Embora tenha ficado visivelmente constrangido, Allen confirmou a presença e desabafou: "é preciso tomar muito cuidado com isso por aqui. Você é espancado se não acredita no que todo mundo acredita. Isso é como a Alemanha dos anos 30, não sei o que aconteceu”.
Naquele mesmo ano, o veterano James Woods, que se aposentou em 2013, usou o Twitter para expor a situação dos atores que demonstravam publicamente alguma simpatia por Trump e seu partido: “A única razão pela qual expresso minhas opiniões é que aceitei o fato de estar na lista negra”. Em outra manifestação, ele disse: “Enquanto os liberais [nos EUA a palavra tem o sentido de ‘progressista’] gritam sobre a lista negra dos anos 50, meus amigos atores que apoiam republicanos estão com medo de perder a capacidade de sustentar suas famílias”.
Imagem de divulgação de Reagan, filme sobre a biografia do ex-presidente dos Estados Unidos.
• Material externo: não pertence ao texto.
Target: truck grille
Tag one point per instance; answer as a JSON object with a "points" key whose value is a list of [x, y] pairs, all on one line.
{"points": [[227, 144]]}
Emplacar filmes que retratem de modo positivo políticos notoriamente conservadores também não é nada fácil. Isso explica como um dos presidentes mais populares da história dos Estados Unidos, Ronald Reagan, que era ator e trabalhou durante anos em Hollywood demorou tanto para ganhar uma cinebiografia. Em 2022 deve ocorrer a estreia de Reagan, obra do diretor Sean McNamara e protagonizado por Dennis Quaid. Antes dessa produção, o ex-presidente que liderou a América no período que marcou a derrocada do comunismo soviético havia ganho apenas documentários ou sátiras.
Reagan, que será baseado no livro The Crusader: Ronald Reagan and the Fall of Communism, de Paul Kengor, é mais um filme pelo qual os progressistas poderosos de Hollywood fizeram tudo o que podiam para enterrar de vez ou pelo menos atrasá-lo. Ele foi anunciado pela primeira vez em 2010 e só chega à grande tela agora, onze anos depois, graças ao investimento da TriStar Global Entertainment, uma empresa sediada no Canadá.